Aromatase inhibitors block aromatase, an enzyme that the body uses to make estrogen.These drugs are used primarily in postmenopausal women, whose ovaries have stopped making estrogen. Postmenopausal women whose breast tumors rely on hormones to fuel their growth have been found to benefit the most from aromatase inhibitor therapy.
In a previous clinical trial, Dr. Goss and his colleagues showed that in women with HR-positive breast cancer who had already undergone 5 years of tamoxifen treatment, an additional 5 years of treatment with the aromatase inhibitor letrozole (Femara®) improved survival outcomes. The trial, called MA.17, also showed that extended letrozole therapy reduced the risk of developing contralateral breast cancer.
However, even with successful initial treatment, women with HR-positive early-stage breast cancer continue to have a risk of their disease returning. Some women can have recurrences even two decades after their initial treatment, Dr. Goss said.
10 Years versus 5 Years of Adjuvant Therapy
So in this new trial, named MA.17R, the researchers wanted to see whether extending letrozole therapy for an additional 5 years—for a total of 10 years of adjuvant treatment—could further reduce recurrence risk. The trial enrolled nearly 2,000 women who had already received 4.5 to 6 years of adjuvant aromatase inhibitor therapy, many of whom were in the MA.17 trial. Within 2 years after completing treatment with an aromatase inhibitor, the women were randomly assigned to receive letrozole or a placebo daily for another 5 years.

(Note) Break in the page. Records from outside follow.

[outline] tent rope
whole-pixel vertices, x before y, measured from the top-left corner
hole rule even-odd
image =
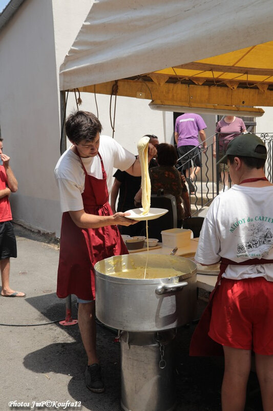
[[[112,86],[112,91],[111,91],[111,95],[110,97],[110,105],[109,107],[109,114],[110,116],[110,123],[111,125],[112,129],[113,130],[113,133],[112,135],[112,138],[114,138],[114,134],[115,133],[115,122],[116,120],[116,106],[117,104],[117,95],[118,91],[118,81],[116,80],[115,83]],[[112,117],[111,117],[111,111],[112,111],[112,98],[113,96],[115,96],[115,106],[114,107],[114,117],[113,119],[113,122],[112,121]]]
[[[65,122],[66,121],[66,113],[67,113],[67,100],[68,99],[68,94],[69,91],[67,91],[67,98],[66,99],[66,104],[65,105],[65,113],[64,113],[64,120],[62,121],[62,124],[61,125],[61,131],[60,134],[60,153],[61,155],[62,154],[61,152],[61,146],[62,143],[62,137],[63,135],[62,133],[64,133],[64,127],[65,126]]]
[[[94,96],[95,97],[95,104],[96,104],[96,108],[97,109],[97,117],[98,119],[98,103],[97,101],[97,95],[96,94],[96,84],[94,85]]]
[[[76,90],[77,90],[77,92],[79,94],[79,97],[77,98],[77,96],[76,96]],[[78,88],[74,89],[74,94],[75,95],[75,100],[76,100],[76,104],[77,104],[77,110],[78,111],[79,111],[79,106],[80,106],[81,103],[82,103],[82,100],[80,98],[80,94]]]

After a median follow up of 6.3 years, the women who received letrozole had higher rates of 5-year disease-free survival (95% versus 91%) and lower annual incidence rates of contralateral breast cancer (0.21% versus 0.49%) than the women who received placebo. The 5-year overall survival rate was essentially the same in the two groups: 93% for those who took letrozole, and 94% for those who took placebo.
Quality-of-life measures were also similar for both groups of women. However, women who took letrozole had more bone pain, bone fractures, and newly diagnosed osteoporosis than women who took placebo. Although women in the trial generally fared well in terms of side effects, Dr. Goss stressed that the women in the trial were a highly selected group—those who had already been able to take aromatase inhibitors for 5 years without any major problems.

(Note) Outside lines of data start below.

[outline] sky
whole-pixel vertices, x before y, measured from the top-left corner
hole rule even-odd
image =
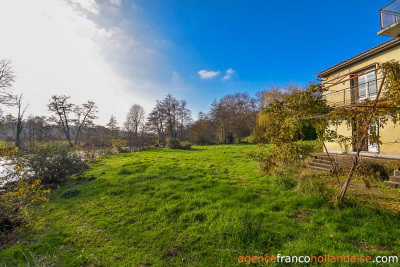
[[[0,59],[28,115],[68,95],[122,126],[130,106],[149,113],[171,93],[196,119],[226,94],[305,85],[389,40],[377,35],[388,2],[0,0]]]

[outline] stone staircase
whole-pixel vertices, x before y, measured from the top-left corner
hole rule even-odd
[[[310,162],[310,168],[313,170],[318,170],[318,171],[327,171],[331,172],[332,171],[332,164],[329,161],[328,156],[324,155],[318,155],[314,156],[314,159]]]
[[[390,181],[385,181],[385,185],[392,188],[400,188],[400,171],[394,171],[394,175],[390,176]]]

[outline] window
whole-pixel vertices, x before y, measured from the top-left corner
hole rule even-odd
[[[365,72],[373,69],[366,70]],[[376,96],[376,72],[370,72],[358,77],[358,99],[372,99]]]

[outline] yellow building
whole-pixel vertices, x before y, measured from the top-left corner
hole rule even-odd
[[[355,106],[358,102],[375,100],[382,83],[380,64],[390,60],[400,60],[400,38],[396,37],[365,51],[355,57],[345,60],[317,74],[322,81],[324,98],[334,107]],[[349,139],[357,138],[355,129],[345,123],[332,130]],[[363,148],[364,154],[400,158],[400,124],[394,125],[388,121],[386,125],[373,123],[370,131],[377,131],[382,144],[368,144]],[[331,142],[326,144],[329,152],[353,152],[355,148],[348,144]]]
[[[380,64],[390,60],[400,61],[400,0],[391,1],[379,13],[381,29],[378,34],[394,38],[318,73],[317,78],[327,89],[323,95],[328,104],[334,107],[351,107],[365,99],[375,100],[382,85]],[[334,153],[354,152],[357,144],[352,143],[357,143],[359,138],[355,127],[357,126],[345,123],[332,127],[332,130],[353,142],[330,142],[326,144],[327,150]],[[400,158],[399,123],[395,125],[391,121],[386,124],[374,122],[369,131],[379,135],[381,144],[366,144],[362,154]]]

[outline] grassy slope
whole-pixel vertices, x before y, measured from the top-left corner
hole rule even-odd
[[[390,255],[400,217],[276,186],[254,145],[102,157],[52,194],[1,265],[231,266],[239,255]],[[104,173],[105,174],[102,174]],[[72,198],[62,194],[81,193]]]

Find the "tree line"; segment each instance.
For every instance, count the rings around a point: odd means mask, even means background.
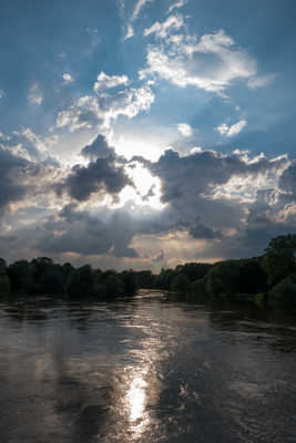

This is a group of women “who can tolerate the drug, whose quality of life is unchanged and … who [have] no particular toxicities” to aromatase inhibitor therapy, noted Dr. Goss.
For women who are at high risk of recurrence, said Dr. Zujewski, these findings indicate a greater chance that extended aromatase inhibitor therapy may reduce chances of a recurrence. Conversely, if a patient is at low risk of recurrence, lengthening treatment will likely be of little benefit. “You cannot cure a patient twice,” she said.
Dr. Zujewski said that she considers bone density measures when trying to decide whether to recommend tamoxifen, which protects women’s bones after menopause, or an aromatase inhibitor, which can harm bone.
“For patients who use aromatase inhibitors for an extended period of time, I recommend abisphosphonate for bone protection—and studies of bisphosphonates suggest that this may help decrease the risk of metastatic disease as well.
“Monitoring bone health and using bone protecting agents when appropriate in these patients is really important,” said Dr. Zujewski. “In this trial, only about half of the women who had fractures used bisphosphonates. As clinicians, we need to do a better job of protecting the bones of women we consider for extended adjuvant therapy.”